The New York Stock Exchange announced a stunning transformation this morning, a merger with Archipelago Holdings that will bring the 212-year-old exchange to the fore of electronic trading and create a for-profit, public company, NYSE Group Inc.

According to NYSE CEO John Thain, the NYSE’s 1,366 members will trade their seats for 70 percent of the new company and US$400 million in cash; Archipelago shareholders will receive 30 percent of the company.

Archipelago, based in Chicago, is the third-largest electronic market for U.S. stocks.

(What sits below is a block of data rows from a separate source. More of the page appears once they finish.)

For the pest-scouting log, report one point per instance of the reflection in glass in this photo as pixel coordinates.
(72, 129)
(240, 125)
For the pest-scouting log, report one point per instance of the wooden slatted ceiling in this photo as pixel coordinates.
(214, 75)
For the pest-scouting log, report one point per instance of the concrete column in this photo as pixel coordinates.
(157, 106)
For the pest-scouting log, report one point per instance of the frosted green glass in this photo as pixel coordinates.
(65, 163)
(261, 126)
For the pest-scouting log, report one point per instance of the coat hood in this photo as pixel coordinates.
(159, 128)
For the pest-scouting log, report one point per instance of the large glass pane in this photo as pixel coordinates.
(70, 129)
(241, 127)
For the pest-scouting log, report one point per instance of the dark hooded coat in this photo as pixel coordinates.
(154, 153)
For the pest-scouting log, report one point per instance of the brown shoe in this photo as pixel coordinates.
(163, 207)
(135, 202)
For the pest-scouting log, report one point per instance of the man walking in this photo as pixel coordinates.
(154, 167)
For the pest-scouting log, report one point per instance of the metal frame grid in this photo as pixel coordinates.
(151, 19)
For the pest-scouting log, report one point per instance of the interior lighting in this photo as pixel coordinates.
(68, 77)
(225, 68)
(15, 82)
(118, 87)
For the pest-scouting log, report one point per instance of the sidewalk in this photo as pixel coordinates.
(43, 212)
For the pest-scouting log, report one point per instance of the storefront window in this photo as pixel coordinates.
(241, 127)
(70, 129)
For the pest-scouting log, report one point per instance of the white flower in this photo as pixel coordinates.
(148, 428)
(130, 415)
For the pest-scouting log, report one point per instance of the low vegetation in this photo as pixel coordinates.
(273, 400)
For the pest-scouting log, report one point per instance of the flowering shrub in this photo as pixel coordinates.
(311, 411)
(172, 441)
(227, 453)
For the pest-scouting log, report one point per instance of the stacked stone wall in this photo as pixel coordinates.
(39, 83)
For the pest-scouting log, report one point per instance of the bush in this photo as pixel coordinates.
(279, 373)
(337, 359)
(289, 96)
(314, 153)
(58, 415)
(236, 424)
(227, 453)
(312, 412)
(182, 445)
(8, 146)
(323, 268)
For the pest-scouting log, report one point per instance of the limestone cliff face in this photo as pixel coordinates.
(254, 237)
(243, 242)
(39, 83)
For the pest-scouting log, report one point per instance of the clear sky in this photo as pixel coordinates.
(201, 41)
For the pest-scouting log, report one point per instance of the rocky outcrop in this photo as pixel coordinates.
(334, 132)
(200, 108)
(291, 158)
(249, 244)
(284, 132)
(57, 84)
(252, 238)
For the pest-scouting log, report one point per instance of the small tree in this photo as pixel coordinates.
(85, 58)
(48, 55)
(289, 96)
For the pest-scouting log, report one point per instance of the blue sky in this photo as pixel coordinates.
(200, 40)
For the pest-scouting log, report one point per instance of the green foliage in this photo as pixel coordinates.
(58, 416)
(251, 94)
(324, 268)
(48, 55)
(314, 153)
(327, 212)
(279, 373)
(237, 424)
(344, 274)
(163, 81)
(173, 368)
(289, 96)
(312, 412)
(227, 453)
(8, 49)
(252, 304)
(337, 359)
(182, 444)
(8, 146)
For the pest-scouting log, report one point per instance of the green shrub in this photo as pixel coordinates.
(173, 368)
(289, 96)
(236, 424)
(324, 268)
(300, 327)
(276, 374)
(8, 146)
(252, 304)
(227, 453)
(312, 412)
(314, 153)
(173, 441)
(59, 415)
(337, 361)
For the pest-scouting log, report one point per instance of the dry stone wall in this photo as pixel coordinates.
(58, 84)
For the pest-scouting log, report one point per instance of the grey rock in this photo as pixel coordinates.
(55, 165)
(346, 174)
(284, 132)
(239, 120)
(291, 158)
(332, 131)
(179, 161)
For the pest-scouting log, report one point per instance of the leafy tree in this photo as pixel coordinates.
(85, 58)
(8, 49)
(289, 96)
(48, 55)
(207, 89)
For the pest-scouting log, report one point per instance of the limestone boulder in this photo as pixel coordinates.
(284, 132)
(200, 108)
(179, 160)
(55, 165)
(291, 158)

“I think it was a brilliant strategy move,” University of Pennsylvania finance professor Marshall Blume told TechNewsWorld. “There’s substantial amounts of change happening in the marketplace right now and this gives them a full line of product.”

Not a Done Deal

The merger will not be complete until the end of this year at the earliest, pending regulatory approval. The regulatory branch of NYSE will become a not-for-profit oversight agency.

As Blume points out, the deal must also be approved by NYSE members. “I don’t know how they’re going to get the members to vote for it. Some members have more invested in that way of life than others,” he said of the reduced amount of floor trading the deal will bring about.

Analysts say the move is an attempt to compete with rival Nasdaq, which is rumored to have made a deal to buy Instinet Group, an electronic brokerage owned by Reuters.

The Greater Good

The deal helps in more ways than one, Blume said.

“It removes the problem that they currently have in that the NYSE is controlled by the members and those members have disparate views and desires. It forces all these people to want to maximize the benefit to the company,” he said.

The one downside that he saw was the potential for the watering down of the NYSE name, since Archipelago trades all publicly listed companies, while the NYSE uses the cache of its name to attract big name listings and then trades only those companies that are listed with it.

For investors, the deal is likely to lower the cost of trades and speed transactions.